Kövesi peut-elle être nommée à la tête du Parquet européen ?
Le Bureau du procureur général européen (BPGE), une instance nouvelle de l'Union, doit commencer son travail en 2020. Laura Codruța Kövesi, l'ex-procureure générale du parquet anticorruption roumain (DNA), serait pressentie pour la diriger. Mais Bucarest tente d'empêcher cette nomination, et vient notamment de faire ouvrir une enquête pour abus de pouvoir, corruption et parjure contre Kövesi. Les chroniqueurs estiment que la Roumanie veut croiser le fer avec l'UE.
Des attaques voilées
L'objectif réel n'est pas d'empêcher la nomination de Kövesi, croit savoir, Digi 24 :
«L'attaque est portée contre tous ceux qui soutiennent la candidature de Kövesi au Bureau du Procureur général européen. On tente une nouvelle fois de défier la Commission européenne, le Parti populaire européen (PPE), plusieurs dirigeants européens importants, ainsi que l'Allemagne, la France et les Etats-Unis. On s'en prend à tous ceux qui se permettent de transgresser certaines lignes rouges. Kövesi n'est qu'un prétexte. Un symbole de l'influence que sont censés exercer les Etats de l'UE et les Etats-Unis en Roumanie. Une influence considérée comme un péril mortel.»
Les eurodéputés se dégonfleront
Cela pourrait marquer la fin de la candidature de Kövesi, estime Moise Guran sur son blog :
«Le Parquet européen ne jouit pas de l'immunité. Cela signifie que les enquêtes ouvertes contre Kövesi continueront, même si celle-ci devait être nommée à la tête de cette institution.
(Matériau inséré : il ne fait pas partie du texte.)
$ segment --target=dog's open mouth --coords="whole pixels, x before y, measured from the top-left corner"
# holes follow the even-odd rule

Les eurodéputés et les représentants du Conseil européen [qui se prononceront sur cette candidature] seront confrontés au dilemme suivant : est-ce une bonne chose de donner un faux départ au Parquet européen, en le dotant d'une responsable qui fait l'objet d'enquêtes pénales dans son propre pays ?»
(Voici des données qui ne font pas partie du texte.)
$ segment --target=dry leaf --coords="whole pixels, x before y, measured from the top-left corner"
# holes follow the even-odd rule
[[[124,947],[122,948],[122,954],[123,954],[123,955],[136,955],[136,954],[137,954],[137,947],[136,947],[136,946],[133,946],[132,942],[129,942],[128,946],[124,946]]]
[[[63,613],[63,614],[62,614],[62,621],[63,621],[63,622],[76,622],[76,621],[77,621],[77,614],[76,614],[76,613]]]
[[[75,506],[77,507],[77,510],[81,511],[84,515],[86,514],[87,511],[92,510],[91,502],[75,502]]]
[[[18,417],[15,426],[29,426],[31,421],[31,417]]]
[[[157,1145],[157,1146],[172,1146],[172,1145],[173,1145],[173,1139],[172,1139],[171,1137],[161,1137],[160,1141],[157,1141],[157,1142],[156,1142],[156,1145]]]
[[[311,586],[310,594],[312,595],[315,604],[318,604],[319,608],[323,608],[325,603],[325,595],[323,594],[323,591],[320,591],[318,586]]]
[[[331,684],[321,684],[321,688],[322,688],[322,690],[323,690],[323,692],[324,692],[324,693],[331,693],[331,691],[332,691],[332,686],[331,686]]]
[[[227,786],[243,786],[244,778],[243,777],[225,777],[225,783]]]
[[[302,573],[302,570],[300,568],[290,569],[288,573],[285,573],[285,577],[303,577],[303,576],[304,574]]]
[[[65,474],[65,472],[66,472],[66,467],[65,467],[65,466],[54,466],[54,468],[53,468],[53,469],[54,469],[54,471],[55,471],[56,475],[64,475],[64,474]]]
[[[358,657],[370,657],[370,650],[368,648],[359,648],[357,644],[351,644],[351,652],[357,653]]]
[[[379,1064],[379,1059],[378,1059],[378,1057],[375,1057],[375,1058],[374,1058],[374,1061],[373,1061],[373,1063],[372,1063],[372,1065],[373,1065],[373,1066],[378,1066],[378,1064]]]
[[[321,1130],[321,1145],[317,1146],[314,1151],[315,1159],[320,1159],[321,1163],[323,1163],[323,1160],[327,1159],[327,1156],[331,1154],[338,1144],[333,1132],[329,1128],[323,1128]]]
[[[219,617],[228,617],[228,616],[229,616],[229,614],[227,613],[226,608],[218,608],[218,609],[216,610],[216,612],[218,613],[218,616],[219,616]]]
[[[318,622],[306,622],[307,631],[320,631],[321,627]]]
Le régime est obnubilé par Kövesi
Le gouvernement a lui-même provoqué le battage autour de l'ex-procureure en chef de la DNA, fait remarquer l'antenne roumaine de la Deutsche Welle :
«Magistrate compétente, Kövesi n'aurait pas suscité d'attention outre mesure si elle n'avait pas été limogée. Elle cherchait juste à faire son travail, c'est-à-dire à débarrasser l'Etat du fléau de la corruption. Mais de par l'obstination du régime Dragnea, l'affaire Kövesi a pris une envergure européenne, et la procureure est devenue un emblème. ... Elle incarne désormais la lutte pour l'équité, la justice et l'Etat de droit. Les attaques obsessionnelles et paranoïaques menées à son encontre par [le ministre de la Justice] Tudorel Toader ont été si ridicules que ses concitoyens, d'ordinaire si flegmatiques, s'insurgent. Plus de 500 juristes, informaticiens et diplômés de l'université Alexandru Ioan Cuza de Iaşi ont signé un courrier de protestation, appelant le ministre à renoncer à son poste de doyen de l'université.»
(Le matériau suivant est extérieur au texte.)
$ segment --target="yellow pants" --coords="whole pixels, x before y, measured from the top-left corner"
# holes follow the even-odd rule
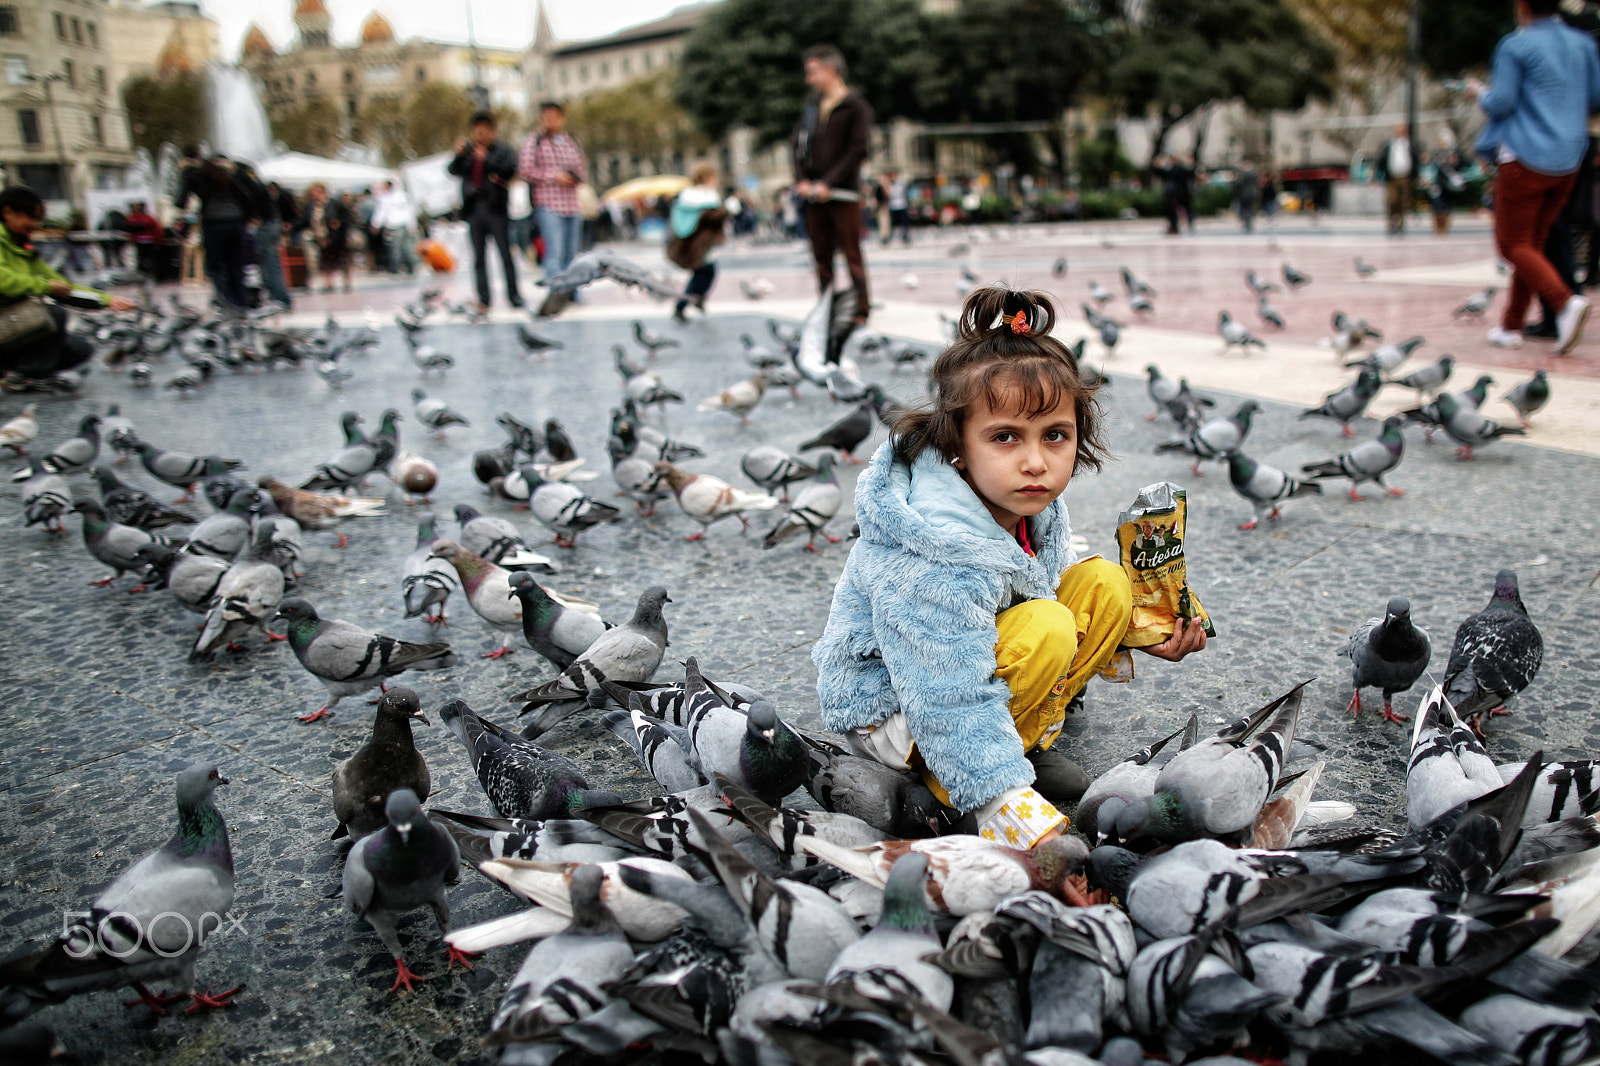
[[[1133,589],[1122,567],[1085,559],[1061,575],[1053,600],[1028,600],[995,619],[995,676],[1011,689],[1011,720],[1022,750],[1055,743],[1066,707],[1089,678],[1105,669],[1133,617]],[[950,794],[916,759],[924,781],[942,803]]]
Les Roumains ont laissé tomber leur héroïne
Le succès de Kövesi au niveau européen a un arrière-goût amer pour la Roumanie, déplore le journaliste Moise Guran sur son blog :
«Laura Codruța Kövesi a fait de la DNA la seule institution publique roumaine qui produit des résultats. Elle a montré que nous pouvions, nous aussi, avoir de telles institutions, que nous pouvions faire les choses différemment. Or qu'avons-nous fait ? Nous avons choisi Liviu Dragnea [le chef de file du PSD, impliqué dans des affaires de corruption] et laissé Kövesi se faire ostraciser, de façon verticale, par le truchement d'autres institutions - Cour constitutionnelle, Parlement, gouvernement et présidence. Oui, le président a participé lui aussi à ce processus ; l'homme 'aux 6,2 millions de voix', qui 'n'avait plus d'autre choix' que de la faire destituer par le biais de sa porte-parole.»